1. **Download**: The pipeline downloads datasets programmatically using Python's `requests` library to ensure we always work with the most recent data.
2. **Filtering and Cleaning**:
   - For chronic disease data:
     - Filter `DataValueType == "Age-adjusted Rate"`.
     - Keep only rows with `Demographic == "Overall"` (The “Overall” category represents aggregated data for the entire population and the NCHS dataset does not provide granular demographic data and I am looking for insighs on the whole population).
     - Focus on questions containing "Mortality."
   - For mortality data:
     - Here I retain only relevant causes of death based on predefined mappings. The mapping aligns broad chronic disease topics (e.g., “Diabetes”) with specific causes of death (e.g., “Diabetes-related deaths”) to enable meaningful merging and analysis of the two datasets.
3. **Merging**:
   - Merge chronic disease data with mortality data on `Year`, `State`, and `Cause_Name`.
4. **Output**:
   - Store the final cleaned dataset in SQLite and CSV formats.

### Technologies Used
- **Programming Language**: Python
- **Libraries**: `pandas`, `requests`, `sqlite3`
- **Storage**: SQLite for structured queries, CSV for sharing and analysis.

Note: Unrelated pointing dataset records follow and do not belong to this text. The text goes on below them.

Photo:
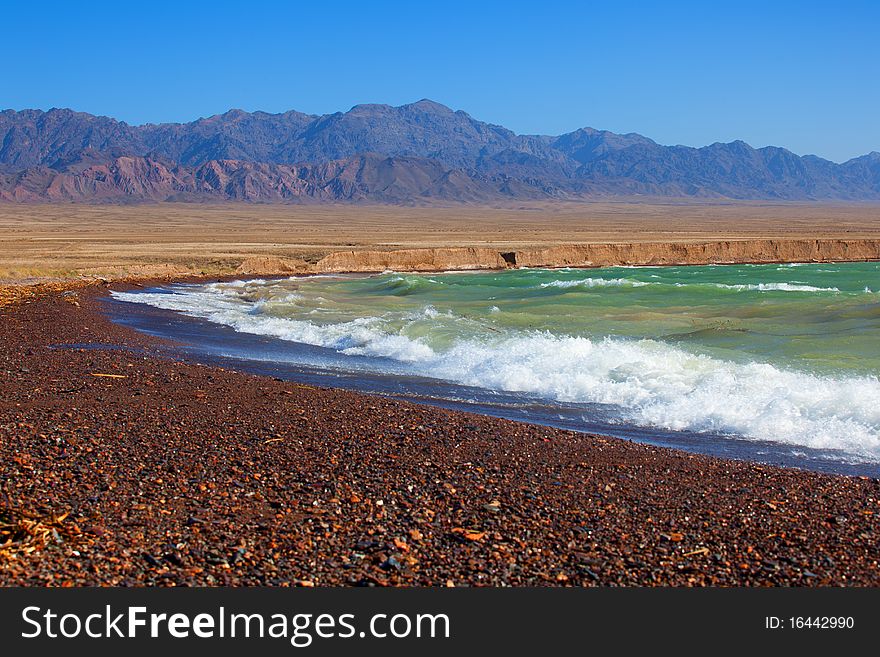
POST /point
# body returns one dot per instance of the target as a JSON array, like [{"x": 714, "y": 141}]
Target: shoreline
[{"x": 175, "y": 473}]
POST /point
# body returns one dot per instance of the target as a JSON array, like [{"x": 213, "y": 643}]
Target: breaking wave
[{"x": 652, "y": 383}]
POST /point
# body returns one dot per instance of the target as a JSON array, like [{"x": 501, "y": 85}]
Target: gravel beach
[{"x": 122, "y": 466}]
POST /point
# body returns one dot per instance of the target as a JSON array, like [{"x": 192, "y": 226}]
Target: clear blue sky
[{"x": 804, "y": 75}]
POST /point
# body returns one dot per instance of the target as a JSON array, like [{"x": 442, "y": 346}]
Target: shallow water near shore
[{"x": 773, "y": 363}]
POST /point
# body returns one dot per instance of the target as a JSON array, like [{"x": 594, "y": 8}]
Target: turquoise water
[{"x": 783, "y": 353}]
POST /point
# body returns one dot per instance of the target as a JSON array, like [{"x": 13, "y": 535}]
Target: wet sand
[{"x": 121, "y": 466}]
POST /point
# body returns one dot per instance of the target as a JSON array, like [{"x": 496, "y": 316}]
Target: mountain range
[{"x": 417, "y": 153}]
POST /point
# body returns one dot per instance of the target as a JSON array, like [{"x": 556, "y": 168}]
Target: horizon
[
  {"x": 488, "y": 122},
  {"x": 681, "y": 74}
]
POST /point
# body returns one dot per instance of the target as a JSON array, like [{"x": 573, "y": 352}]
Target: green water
[
  {"x": 779, "y": 353},
  {"x": 815, "y": 317}
]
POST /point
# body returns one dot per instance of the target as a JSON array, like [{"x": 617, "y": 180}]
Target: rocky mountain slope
[{"x": 408, "y": 154}]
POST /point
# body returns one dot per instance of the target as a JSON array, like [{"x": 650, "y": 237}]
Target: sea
[{"x": 777, "y": 364}]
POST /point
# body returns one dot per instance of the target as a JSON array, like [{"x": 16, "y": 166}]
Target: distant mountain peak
[{"x": 384, "y": 153}]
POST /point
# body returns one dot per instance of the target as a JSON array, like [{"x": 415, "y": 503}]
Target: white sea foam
[
  {"x": 777, "y": 287},
  {"x": 652, "y": 383},
  {"x": 596, "y": 282}
]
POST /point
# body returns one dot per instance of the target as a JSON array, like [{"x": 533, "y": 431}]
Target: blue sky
[{"x": 804, "y": 75}]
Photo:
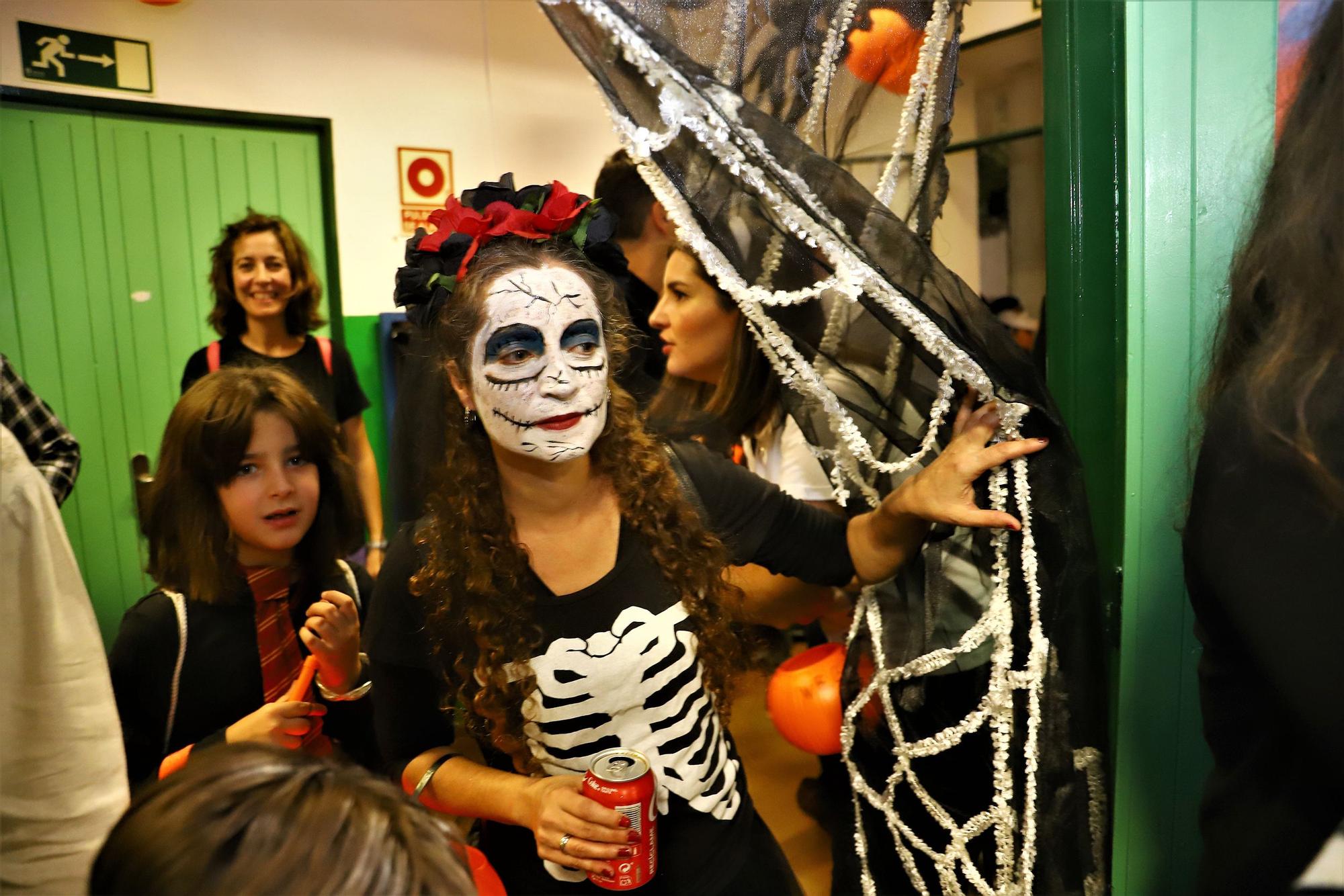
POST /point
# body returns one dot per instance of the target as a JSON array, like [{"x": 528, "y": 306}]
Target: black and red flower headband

## Challenges in the Data Pipeline

### Multiple `DataValueType` Rows
The Chronic dataset included two rows per `Year`, `State`, and `Topic` due to:
- **Number**: Raw count.
- **Age-adjusted Rate**: Standardized per 100,000 population.

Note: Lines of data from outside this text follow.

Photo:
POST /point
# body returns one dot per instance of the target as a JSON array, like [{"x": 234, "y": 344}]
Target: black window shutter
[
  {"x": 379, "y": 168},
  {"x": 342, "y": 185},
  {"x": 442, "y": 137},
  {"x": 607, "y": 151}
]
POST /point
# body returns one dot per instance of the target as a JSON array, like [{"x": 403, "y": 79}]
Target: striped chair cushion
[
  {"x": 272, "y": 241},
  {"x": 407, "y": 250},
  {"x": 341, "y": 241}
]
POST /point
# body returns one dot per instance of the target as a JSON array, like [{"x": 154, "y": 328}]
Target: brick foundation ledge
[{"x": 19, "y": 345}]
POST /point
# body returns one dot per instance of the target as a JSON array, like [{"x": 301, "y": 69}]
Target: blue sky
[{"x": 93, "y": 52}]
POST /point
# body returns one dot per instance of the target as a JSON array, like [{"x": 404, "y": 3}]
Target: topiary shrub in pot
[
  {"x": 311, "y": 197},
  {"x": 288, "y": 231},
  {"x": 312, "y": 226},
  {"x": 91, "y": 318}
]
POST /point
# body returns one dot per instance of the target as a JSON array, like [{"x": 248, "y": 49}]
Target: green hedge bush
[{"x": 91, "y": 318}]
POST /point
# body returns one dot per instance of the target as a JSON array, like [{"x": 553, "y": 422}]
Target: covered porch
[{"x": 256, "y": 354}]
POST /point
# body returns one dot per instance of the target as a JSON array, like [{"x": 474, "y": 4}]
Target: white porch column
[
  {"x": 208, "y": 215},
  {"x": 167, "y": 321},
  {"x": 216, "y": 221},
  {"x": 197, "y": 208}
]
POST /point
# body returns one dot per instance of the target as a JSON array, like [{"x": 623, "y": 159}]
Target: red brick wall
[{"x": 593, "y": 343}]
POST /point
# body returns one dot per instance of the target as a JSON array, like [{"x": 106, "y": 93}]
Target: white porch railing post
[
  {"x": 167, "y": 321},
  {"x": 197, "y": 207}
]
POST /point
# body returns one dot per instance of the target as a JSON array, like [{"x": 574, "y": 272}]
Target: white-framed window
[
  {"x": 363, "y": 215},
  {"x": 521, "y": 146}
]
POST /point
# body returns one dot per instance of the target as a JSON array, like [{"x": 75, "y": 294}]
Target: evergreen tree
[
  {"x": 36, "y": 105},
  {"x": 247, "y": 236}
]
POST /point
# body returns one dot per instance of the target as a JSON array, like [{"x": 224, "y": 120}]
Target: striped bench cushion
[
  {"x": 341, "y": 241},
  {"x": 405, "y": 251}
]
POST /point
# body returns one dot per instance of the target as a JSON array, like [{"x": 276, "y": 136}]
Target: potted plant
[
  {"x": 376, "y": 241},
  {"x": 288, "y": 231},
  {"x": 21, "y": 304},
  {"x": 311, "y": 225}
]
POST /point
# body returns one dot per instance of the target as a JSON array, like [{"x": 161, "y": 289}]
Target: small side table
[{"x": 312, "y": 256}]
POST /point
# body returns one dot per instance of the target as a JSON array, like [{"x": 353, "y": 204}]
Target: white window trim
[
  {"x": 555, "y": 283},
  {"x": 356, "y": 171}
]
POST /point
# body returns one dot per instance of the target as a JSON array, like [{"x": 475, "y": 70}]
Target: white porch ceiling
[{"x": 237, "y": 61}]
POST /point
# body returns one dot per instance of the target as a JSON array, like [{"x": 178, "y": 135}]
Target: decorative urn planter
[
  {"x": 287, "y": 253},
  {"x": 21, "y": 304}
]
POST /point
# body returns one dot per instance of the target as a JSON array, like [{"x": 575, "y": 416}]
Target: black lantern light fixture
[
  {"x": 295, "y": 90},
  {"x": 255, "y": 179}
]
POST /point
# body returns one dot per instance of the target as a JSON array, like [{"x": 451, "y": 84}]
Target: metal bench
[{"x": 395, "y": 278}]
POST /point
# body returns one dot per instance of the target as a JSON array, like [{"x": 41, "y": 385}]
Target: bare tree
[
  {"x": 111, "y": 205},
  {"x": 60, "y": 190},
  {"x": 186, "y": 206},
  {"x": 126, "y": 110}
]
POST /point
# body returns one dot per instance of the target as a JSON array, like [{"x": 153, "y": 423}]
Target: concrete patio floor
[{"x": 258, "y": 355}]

**Solution**: Retained only `Age-adjusted Rate` for consistency and to simplify merging with the NCHS dataset.

### Mismatch Between Topics and Cause Names
The `Topic` column in the Chronic dataset did not directly align with the `Cause Name` column in the NCHS dataset.

**Solution**: Created a mapping dictionary to align `Topic` with `Cause Name` (e.g., "Cardiovascular Disease" → "Heart Disease"). Topics without matches were excluded.

### Challenges in Mapping

1. **Unmatched Topics**: Some Chronic topics lacked corresponding NCHS causes.  
   **Solution**: Included only mappable topics.
2. **Ambiguous Terminology**: Terms like "Respiratory Diseases" could match multiple causes.  
   **Solution**: Used domain knowledge for precise mappings.

## Data Structure
The final merged dataset contains 832 rows and 6 columns: `Year` (the year the data was collected), `State` (the state or territory where the data was recorded), `Topic` (e.g., "Cancer," "Diabetes"), `Deaths` (total deaths recorded in the NCHS dataset), `Age_Adjusted_Death_Rate` (the standardized death rate per 100,000 population), and `ChronicDiseaseValue` (the age-adjusted rate of the chronic disease indicator).

## Data Quality
- **Completeness**: Selected columns are complete; rows with missing or unmatched values were excluded.  
- **Accuracy**: High reliability due to CDC-sourced data.  
- **Consistency**: Uniform column formats and retained only `Age-adjusted Rate` rows for standardization.  
- **Relevance**: Focused on mortality-related indicators for chronic diseases.  
- **Data Format**: SQL for structured analysis and CSV for sharing.

## Limitations

### Data Reduction Summary
The Chronic dataset originally had over 1.1 million rows, and the NCHS dataset contained approximately 10,000 rows. After processing, the final merged dataset was reduced to 832 rows, focusing only on the topics "Chronic Obstructive Pulmonary Disease" and "Diabetes."

### Reasons for Reduction
Filtering retained only rows with `DataValueType == "Age-adjusted Rate"`, `Demographic == "Overall"`, and questions containing "Mortality." Merging used an inner join on `Year`, `State`, and `Cause_Name`, keeping only matching rows. Topics were limited due to predefined mapping and lack of corresponding data in NCHS.

### Implications
This reduction caused a loss of detail by excluding many rows and topics like "Cardiovascular Disease." The focus on "Chronic Obstructive Pulmonary Disease" and "Diabetes" limits scope, and the small sample size (832 rows) may impact the robustness of the analysis.